ANTIPHOLUS OF EPHESUS.
- There, take it; and much thanks for my good cheer.
ABBESS.
- Renowned duke, vouchsafe to take the pains
- To go with us into the abbey here,
- And hear at large discoursed all our fortunes:-
- And all that are assembled in this place,
- That by this sympathized one day's error
- Have suffer'd wrong, go, keep us company,
- And we shall make full satisfaction-
- Twenty-five years have I but gone in travail
- Of you, my sons; nor till this present hour
- My heavy burdens are delivered:-
- The duke, my husband, and my children both,
- And you the calendars of their nativity,
- Go to a gossips' feast, and go with me;
- After so long grief, such nativity!
DUKE.
- With all my heart, I'll gossip at this feast.

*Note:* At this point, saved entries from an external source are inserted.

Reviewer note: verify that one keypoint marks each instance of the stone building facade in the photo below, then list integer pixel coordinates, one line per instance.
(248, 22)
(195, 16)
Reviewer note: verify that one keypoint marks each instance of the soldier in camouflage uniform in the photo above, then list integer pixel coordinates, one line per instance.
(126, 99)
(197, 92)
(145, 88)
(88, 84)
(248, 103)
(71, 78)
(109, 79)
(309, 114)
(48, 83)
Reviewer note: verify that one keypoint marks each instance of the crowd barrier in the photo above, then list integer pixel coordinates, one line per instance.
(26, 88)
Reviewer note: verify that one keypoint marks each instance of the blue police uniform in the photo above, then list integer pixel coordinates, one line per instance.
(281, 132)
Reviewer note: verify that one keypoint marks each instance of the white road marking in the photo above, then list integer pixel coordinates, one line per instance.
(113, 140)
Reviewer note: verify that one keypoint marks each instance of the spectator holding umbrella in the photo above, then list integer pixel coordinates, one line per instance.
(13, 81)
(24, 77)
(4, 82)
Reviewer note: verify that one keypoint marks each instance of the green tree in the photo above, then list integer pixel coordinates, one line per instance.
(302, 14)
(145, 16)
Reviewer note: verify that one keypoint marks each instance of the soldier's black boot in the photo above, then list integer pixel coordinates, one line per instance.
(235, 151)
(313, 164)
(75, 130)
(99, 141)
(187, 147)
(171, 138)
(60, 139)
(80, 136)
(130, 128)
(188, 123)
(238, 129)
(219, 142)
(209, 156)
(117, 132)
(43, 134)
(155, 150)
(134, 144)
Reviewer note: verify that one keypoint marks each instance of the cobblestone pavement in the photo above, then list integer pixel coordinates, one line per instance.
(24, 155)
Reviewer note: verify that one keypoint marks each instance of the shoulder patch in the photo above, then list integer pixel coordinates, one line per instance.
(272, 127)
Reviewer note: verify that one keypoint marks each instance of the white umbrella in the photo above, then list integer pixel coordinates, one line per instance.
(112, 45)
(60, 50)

[Exeunt DUKE, ABBESS, AEGEON, Courtezan, Merchant, ANGELO, and
- Attendants.]
DROMIO OF SYRACUSE.
- Master, shall I fetch your stuff from shipboard?
ANTIPHOLUS OF EPHESUS.
- Dromio, what stuff of mine hast thou embark'd?
DROMIO OF SYRACUSE.
- Your goods that lay at host, sir, in the Centaur.
ANTIPHOLUS OF SYRACUSE.
- He speaks to me; I am your master, Dromio:
- Come, go with us: we'll look to that anon:
- Embrace thy brother there; rejoice with him.
[Exeunt ANTIPHOLUS OF SYRACUSE and ANTIPHOLUS OF EPHESUS,
- ADRIANA, and LUCIANA.]
DROMIO OF SYRACUSE.
- There is a fat friend at your master's house,
- That kitchen'd me for you to-day at dinner:
- She now shall be my sister, not my wife.
DROMIO OF EPHESUS.
- Methinks you are my glass, and not my brother:
- I see by you I am a sweet-faced youth.
- Will you walk in to see their gossiping?
DROMIO OF SYRACUSE.
- Not I, sir; you are my elder.
DROMIO OF EPHESUS.
- That's a question; how shall we try it?
DROMIO OF SYRACUSE.
- We'll draw cuts for the senior: till then, lead thou first.
DROMIO OF EPHESUS.
- Nay, then, thus:
- We came into the world like brother and brother:
- And now let's go hand in hand, not one before another.